Tag Archives: Don’t Breathe (2016)

Don’t Breathe (2016) a (mildly) belated review

One of 2016’s bigger hits was the suspense/horror movie Don’t Breathe.  Here’s one of the movie’s trailers…

The movie’s plot is, essentially, a thematic inversion of the 1967 Audrey Hepburn/Alan Arkin film Wait Until Dark.  Here’s the trailer for that film…

In Wait Until Dark, a trio of thieves enter Audrey Hepburn’s character’s home and, eventually, terrorize her as they seek heroine they are certain is hidden within the place.

In Don’t Breathe Rocky (Jane Levy), her sleazy boyfriend “Money” (Daniel Zovatto), and the clean cut/not-so-secretly-pining-for-Rocky Alex (Dylan Minnette) form the trio of thieves who use information Alex gets from his father’s security company to break into homes, disarm their alarms, and steal whatever items they can get their hands on.

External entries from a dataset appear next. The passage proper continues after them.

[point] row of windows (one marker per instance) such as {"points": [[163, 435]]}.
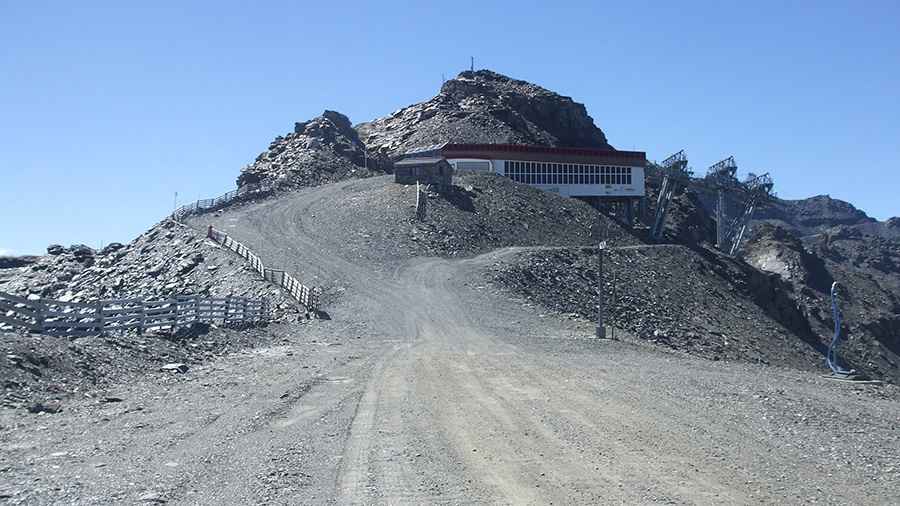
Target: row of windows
{"points": [[566, 173]]}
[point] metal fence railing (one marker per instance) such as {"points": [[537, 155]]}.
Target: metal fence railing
{"points": [[305, 295], [207, 205], [101, 317]]}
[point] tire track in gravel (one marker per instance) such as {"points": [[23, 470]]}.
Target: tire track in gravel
{"points": [[505, 408]]}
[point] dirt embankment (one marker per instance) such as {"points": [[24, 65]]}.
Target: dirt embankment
{"points": [[375, 219], [708, 306]]}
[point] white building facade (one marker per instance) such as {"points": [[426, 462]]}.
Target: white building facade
{"points": [[572, 172]]}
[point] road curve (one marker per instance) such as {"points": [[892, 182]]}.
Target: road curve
{"points": [[482, 399], [428, 387]]}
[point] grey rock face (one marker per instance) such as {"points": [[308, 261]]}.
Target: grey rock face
{"points": [[485, 107], [319, 151]]}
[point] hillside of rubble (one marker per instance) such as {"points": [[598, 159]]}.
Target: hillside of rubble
{"points": [[322, 150]]}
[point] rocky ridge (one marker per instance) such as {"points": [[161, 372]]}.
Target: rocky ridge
{"points": [[702, 304], [322, 150], [485, 107], [867, 269], [167, 260]]}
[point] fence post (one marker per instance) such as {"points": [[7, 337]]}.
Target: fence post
{"points": [[143, 321], [40, 315], [98, 318]]}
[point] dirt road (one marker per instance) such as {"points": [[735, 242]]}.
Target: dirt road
{"points": [[428, 387]]}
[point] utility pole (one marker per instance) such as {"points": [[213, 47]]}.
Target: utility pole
{"points": [[601, 325]]}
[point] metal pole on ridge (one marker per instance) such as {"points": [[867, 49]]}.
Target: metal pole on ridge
{"points": [[601, 325]]}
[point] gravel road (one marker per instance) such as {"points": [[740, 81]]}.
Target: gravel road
{"points": [[428, 386]]}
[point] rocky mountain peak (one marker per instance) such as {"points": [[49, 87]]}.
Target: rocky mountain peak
{"points": [[321, 150], [486, 107]]}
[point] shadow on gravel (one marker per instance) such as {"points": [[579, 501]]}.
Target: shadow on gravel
{"points": [[459, 197]]}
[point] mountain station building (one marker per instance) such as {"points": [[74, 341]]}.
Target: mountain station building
{"points": [[596, 175]]}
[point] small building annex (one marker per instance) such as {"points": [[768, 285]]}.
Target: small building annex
{"points": [[425, 170], [572, 172]]}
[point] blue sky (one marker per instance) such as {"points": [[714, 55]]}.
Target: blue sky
{"points": [[107, 109]]}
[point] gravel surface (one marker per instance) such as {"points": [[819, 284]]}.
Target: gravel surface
{"points": [[430, 386], [709, 306]]}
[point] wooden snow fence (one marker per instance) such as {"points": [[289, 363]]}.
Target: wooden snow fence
{"points": [[208, 205], [76, 319], [305, 295]]}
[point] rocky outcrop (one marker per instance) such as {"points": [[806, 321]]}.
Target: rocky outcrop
{"points": [[165, 261], [319, 151], [485, 107]]}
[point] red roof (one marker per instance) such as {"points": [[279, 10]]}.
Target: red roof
{"points": [[519, 148]]}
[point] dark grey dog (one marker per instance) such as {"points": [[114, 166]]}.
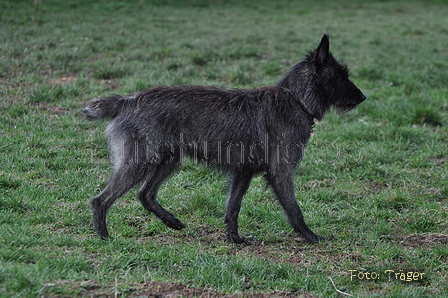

It turns out Rocky has a very good reason for engaging in these activities: She lives in a highly dysfunctional home with her very sleazy mother and much younger sister.  She hopes to get enough money to be able to flee this hellish house with her young sister.

So while her methods are bad, her goal is noble.

When the trio hear about a man, as it turns out a Blind Man (Stephen Lang, absolutely terrific here), who may have as much as $300,000 hidden away in his home in a deserted slum within Detroit, they figure they’ve found the right mark and haul that can finally get them out of their individual bad situations.

Unlike Audrey Hepburn’s character in Wait Until Dark, however, Stephen Lang’s Blind Man turns out to be far from helpless…or, for that matter, good.  There be terrible secrets hiding within his house and our “heroes”, or perhaps more appropriately “anti-heroes”, are about to enter a very dark (no pun intended) world from which they may not escape from…alive.

Don’t Breathe was made by the same team, and features the same star, Jane Levy, of 2013’s Evil Dead remake, a film that, frankly, I didn’t much like (you can read my review of that film here).  Unlike the bloody and gore filled Evil Dead, Don’t Breathe uses very little actual blood and almost no gore in telling its story.  Instead, this movie relies on building tension through the strength of the actors and situations they are in to convey the terror of their situation.  While I’m not adverse to gore in films (I loved the original Evil Dead films and the first two were filled with gore!), this movie benefits tremendously from the decision to forego the bloody stuff and focus on situational tension.

Before I go, I’d be remiss if I didn’t mention the fact that those who faulted the film felt its second act and the big reveal regarding what the Blind Man was up to in his decrepit house was a little too much.  Frankly, I can’t argue against those who felt these things were unnecessary.  Indeed, these elements could have been cut out and the film and we therefore might have had a leaner and meaner feature.  However, these revelations didn’t bother me as much as it did some others.

In the end, Don’t Breathe is an easy recommendation to all fans of good tension/horror films.